DE INTERÉS
Es en aquel siglo lejano cuando san Fructuoso, al que cinco personas juntas le debían de agobiabar más que un autobús a rebosar en hora punta, cansado de las aglomeraciones que le asfixiaban en el ya de por sí pequeño, solitario y apartado monasterio de Compludo, decide abandonarlo y tirar montaña arriba en busca de un lugar al que no se llegará ni por recomendación del Papa. Y lo encontró en el escaso rellano de una ladera, en lo alto de un valle rodeado de montañas cuyas cumbres sobrepasan los dos mil metros, ricas en bosques tupidos y cuevas naturales, de paso hacia ninguna parte y tan difícil de transitar que debió de parecerle ideal para olvidarse de los trajines de un mundo que, en aquella época, desalojaba al infiel a sablazos.

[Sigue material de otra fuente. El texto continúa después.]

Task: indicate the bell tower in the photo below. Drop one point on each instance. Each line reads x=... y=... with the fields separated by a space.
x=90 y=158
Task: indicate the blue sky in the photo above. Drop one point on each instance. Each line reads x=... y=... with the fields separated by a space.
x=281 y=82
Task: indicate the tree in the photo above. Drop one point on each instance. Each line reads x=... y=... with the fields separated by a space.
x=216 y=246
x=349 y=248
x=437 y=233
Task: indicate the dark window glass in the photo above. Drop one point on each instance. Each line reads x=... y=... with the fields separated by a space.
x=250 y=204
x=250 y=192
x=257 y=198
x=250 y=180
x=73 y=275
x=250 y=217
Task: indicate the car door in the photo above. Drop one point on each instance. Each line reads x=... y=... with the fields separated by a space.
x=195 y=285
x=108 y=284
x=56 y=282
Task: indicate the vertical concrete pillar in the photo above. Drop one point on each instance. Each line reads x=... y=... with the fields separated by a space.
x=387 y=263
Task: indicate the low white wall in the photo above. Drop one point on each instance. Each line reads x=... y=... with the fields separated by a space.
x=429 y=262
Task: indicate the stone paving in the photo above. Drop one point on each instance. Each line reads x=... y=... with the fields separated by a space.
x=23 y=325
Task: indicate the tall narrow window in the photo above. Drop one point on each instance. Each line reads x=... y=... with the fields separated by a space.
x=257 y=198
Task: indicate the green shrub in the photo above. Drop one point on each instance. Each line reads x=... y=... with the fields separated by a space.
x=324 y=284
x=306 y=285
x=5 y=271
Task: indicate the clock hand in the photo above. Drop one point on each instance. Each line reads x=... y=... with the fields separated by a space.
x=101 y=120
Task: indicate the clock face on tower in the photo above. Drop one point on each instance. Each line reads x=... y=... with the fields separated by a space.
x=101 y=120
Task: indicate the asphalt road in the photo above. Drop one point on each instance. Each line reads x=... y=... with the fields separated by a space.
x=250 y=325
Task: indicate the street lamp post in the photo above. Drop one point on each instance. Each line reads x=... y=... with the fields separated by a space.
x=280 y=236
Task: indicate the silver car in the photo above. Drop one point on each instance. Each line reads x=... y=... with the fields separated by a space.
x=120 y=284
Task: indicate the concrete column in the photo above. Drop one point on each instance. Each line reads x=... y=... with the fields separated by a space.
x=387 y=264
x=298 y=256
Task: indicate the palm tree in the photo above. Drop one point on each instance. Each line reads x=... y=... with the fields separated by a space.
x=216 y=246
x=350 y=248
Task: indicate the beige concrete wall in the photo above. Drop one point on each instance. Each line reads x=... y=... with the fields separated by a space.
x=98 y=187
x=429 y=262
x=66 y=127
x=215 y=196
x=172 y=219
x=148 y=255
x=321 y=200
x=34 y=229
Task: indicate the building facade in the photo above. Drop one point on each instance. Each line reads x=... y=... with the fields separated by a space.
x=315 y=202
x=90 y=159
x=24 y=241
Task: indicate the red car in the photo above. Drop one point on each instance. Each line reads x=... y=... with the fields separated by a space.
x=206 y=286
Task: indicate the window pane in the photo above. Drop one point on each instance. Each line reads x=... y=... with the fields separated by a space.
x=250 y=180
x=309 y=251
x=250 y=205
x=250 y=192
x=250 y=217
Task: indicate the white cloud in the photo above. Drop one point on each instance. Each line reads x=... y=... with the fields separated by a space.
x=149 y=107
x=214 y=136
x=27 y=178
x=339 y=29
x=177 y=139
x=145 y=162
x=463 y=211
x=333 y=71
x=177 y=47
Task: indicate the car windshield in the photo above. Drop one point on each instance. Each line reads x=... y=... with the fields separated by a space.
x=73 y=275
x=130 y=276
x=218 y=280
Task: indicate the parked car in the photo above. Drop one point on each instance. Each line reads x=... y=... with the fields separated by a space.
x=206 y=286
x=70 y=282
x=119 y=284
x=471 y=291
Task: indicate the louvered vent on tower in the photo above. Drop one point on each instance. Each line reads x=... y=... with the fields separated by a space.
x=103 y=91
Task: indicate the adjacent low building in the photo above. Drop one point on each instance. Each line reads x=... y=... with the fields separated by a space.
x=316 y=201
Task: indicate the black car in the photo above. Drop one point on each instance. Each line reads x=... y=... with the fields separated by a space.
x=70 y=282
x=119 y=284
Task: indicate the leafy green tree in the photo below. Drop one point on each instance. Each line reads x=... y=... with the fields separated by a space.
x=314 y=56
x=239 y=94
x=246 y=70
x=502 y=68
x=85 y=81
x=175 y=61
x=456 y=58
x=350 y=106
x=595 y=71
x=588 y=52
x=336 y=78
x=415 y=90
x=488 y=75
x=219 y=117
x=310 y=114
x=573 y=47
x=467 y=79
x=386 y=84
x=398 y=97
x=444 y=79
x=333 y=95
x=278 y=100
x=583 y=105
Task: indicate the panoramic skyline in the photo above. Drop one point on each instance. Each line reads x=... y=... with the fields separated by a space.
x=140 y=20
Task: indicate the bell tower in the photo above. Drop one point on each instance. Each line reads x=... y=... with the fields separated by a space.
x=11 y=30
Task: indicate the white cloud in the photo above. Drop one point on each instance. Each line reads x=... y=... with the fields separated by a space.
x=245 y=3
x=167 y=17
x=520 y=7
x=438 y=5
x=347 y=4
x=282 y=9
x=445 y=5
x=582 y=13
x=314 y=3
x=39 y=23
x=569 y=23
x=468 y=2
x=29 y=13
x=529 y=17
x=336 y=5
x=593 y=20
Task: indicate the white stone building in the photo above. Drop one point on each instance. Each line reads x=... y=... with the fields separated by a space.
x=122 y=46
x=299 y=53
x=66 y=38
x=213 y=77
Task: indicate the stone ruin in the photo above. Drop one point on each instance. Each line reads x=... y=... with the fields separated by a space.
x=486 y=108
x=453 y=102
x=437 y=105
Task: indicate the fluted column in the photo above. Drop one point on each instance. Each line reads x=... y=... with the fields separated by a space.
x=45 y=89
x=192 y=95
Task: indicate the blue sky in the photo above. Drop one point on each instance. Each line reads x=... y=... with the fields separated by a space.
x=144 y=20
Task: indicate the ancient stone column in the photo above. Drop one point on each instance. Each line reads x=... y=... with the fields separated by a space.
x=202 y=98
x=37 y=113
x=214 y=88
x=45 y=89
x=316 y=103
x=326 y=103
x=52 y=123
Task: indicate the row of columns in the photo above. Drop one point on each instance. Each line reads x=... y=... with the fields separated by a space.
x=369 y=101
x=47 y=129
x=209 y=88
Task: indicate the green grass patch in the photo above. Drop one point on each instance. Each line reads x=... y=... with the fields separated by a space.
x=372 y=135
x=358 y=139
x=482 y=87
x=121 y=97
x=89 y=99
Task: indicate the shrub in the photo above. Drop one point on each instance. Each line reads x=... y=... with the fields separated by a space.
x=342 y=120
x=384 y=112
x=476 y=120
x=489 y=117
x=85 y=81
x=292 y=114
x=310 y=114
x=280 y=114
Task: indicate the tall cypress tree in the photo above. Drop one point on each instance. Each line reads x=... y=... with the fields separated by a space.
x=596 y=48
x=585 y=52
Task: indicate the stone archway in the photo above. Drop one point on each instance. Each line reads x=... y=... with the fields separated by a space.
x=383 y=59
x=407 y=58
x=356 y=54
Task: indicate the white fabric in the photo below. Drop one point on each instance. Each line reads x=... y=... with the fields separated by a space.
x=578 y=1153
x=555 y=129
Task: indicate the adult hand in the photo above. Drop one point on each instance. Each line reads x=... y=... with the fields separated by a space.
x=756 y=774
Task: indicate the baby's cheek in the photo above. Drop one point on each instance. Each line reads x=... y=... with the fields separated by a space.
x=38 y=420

Así comienza la historia de la fundación del monasterio de San Pedro de Montes, el segundo puesto en pie por este santo tan emprendedor como amante de las soledades. Unas soledades que tampoco debieron de durarle mucho, a pesar del empeño puesto, ya que pronto, su fama de santo varón atrajo por el sendero de los precipicios a un tropel de seguidores empeñados en imitar su modelo de vida, de tal forma que el pequeño oratorio habilitado por san Fructuoso acabó convertido de nuevo en pequeño convento. Para mayor incordio, pasados unos años, san Fructuoso se vio obligado a abandonar su particular rincón de santidad y regresar de nuevo a Compludo para solucionar asuntos pendientes.
La vida del monasterio continuó con un nuevo abad hasta que en torno al siglo VIII, se cree que por efecto de la conquista musulmana, se le pierde el rastro y cae en el abandono. Y así hubiera quedado si no aparece por ese mismo valle, en el año 890, otro entusiasta de las soledades y la vida penitencial, san Genadio, a quien se debe la revitalización espiritual de unas montañas, los Montes Aquilanos, adoradas por los celtas como si fueran dioses.
Él, con ayuda de otros doce monjes, acomete la refundación del monasterio del san Pedro y, andando el tiempo, la fundación de otro cenobio en un valle colindante, Santiago de Peñalba, cuya iglesia, único vestigio de aquella fundación, luce hoy como una auténtica joya del mozárabe leonés. Tras unos años en los que Genadio ejerció como obispo de la Diócesis de Astorga regresó de nuevo al valle para afianzarse en la vida eremítica hasta el punto de retirarse a vivir en una pequeña cueva que la tradición sitúa justo a la entrada del conocido como valle del Silencio, cuyo nombre no se sabe si responde a una norma imperativa para quien quisiera acercarse de visita o sólo refleja el hidrónimo del arroyo que pasa por el fondo de la vaguada. La historia del monasterio de San Pedro de Montes es, en general, la de un centro de influencia que, con altibajos, ejercerá su poder en este entorno de montañoso, dando lugar a pequeñas poblaciones, como la de Montes de Valdueza, a cuya entrada se encuentra hoy. La Desamortización forzó el abandono del edificio que, convertido en almacén de maderas, vivió un pavoroso incendio en 1842. Los restos, pendientes aún de una imperativa restauración, conservan un irresistible poder de evocación.